Floating point reproducibility across devices

Lukas_E_1 · ‎08-08-2014

Hi all,

Is there a way to get reproducible float results from kernels across all devices?

I'm running an OpenCL kernel on different devices (different CPUs and GPUs), and the computation results for floats differ.

On a system with an i7-3770 CPU, its integrated Intel HD 4000 GPU, and an AMD Capeverde GPU, all possible combinations of OpenCL platform (AMD or Intel) and device lead to bit-by-bit identical results.

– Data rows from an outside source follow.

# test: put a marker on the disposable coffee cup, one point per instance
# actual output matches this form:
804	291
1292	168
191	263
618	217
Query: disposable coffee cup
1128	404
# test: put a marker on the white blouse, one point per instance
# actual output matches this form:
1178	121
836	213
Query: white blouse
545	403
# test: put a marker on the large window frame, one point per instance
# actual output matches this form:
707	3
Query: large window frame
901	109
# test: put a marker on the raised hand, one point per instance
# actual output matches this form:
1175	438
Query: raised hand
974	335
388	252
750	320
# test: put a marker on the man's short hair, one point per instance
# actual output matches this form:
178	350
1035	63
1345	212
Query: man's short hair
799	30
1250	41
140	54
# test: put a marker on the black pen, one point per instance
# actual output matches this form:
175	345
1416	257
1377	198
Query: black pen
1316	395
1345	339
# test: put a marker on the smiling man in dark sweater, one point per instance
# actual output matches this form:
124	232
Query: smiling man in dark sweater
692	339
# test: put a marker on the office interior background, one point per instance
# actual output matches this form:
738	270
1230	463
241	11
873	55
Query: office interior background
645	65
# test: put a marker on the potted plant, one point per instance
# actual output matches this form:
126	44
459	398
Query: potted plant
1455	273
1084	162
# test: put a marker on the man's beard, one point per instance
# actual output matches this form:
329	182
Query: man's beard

On another system with an i3-4010U CPU (with integrated HD 4400 GPU), the Intel OpenCL platform on the GPU produces the same results as the first system, but for the CPU, results differ.

The kernel compiler command line is always "-cl-fp32-correctly-rounded-divide-sqrt".

Arik_N_Intel · ‎08-12-2014

Hi Lukas,

Can you please provide a minimal reproducer for the problem?

Thanks,

Arik

Lukas_E_1 · ‎09-15-2014

Hi Arik,

sorry for the delay. Here is the kernel code where we're seeing the issue:

__kernel void warpCoord(__global float2 *restrict outputPos,
                        const float4 A,       // fx, fy, cx, cy
                        const float4 coeff_1, // k1, k2, p1, p2
                        const float4 coeff_2, // k3, k4, k5, k6
                        const float4 ir_r1, const float4 ir_r2,
                        const float4 ir_r3)
{
    int4 iSP;
    iSP.s0 = get_global_id(0);
    iSP.s1 = get_global_id(1);
    iSP.s2 = get_global_size(0); // frame width
    iSP.s3 = get_global_size(1); // frame height

    float3 pos = (float3)(iSP.x * ir_r1.x + iSP.y * ir_r1.y + ir_r1.z,
                          iSP.x * ir_r2.x + iSP.y * ir_r2.y + ir_r2.z,
                          iSP.x * ir_r3.x + iSP.y * ir_r3.y + ir_r3.z);
    pos /= pos.z;

    float x2 = pos.x * pos.x;
    float y2 = pos.y * pos.y;
    float r2 = x2 + y2;
    float _2xy = 2 * pos.x * pos.y;
    float kr = (1 + ((coeff_2.s0 * r2 + coeff_1.s1) * r2 + coeff_1.s0) * r2) /
               (1 + ((coeff_2.s3 * r2 + coeff_2.s2) * r2 + coeff_2.s1) * r2);
    float2 pos_dist = (float2)(
        A.s0 * (pos.x * kr + coeff_1.s2 * _2xy + coeff_1.s3 * (r2 + 2 * x2)) +
            A.s2,
        A.s1 * (pos.y * kr + coeff_1.s2 * (r2 + 2 * y2) + coeff_1.s3 * _2xy) +
            A.s3);

    float2 fDP = (float2)(pos_dist.x, pos_dist.y);

    outputPos[iSP.s0 + iSP.s1 * iSP.s2] = fDP;
}

The kernel arguments to reproduce this are:

A = {1, 1, 0, 0}
coeff_1 = {0, 0, 0, 0}
coeff_2 = {0, 0, 0, 0}
ir_r1 = {1, 0, 0, 0}
ir_r2 = {0, 1, 0, 0}
ir_r3 = {0, 0, 1, 0}
outputPos is a buffer with global_size(0) * global_size(1) * sizeof(cl_float2) bytes

The expected output is for each element in outputPos to contain it's 2D position in the array.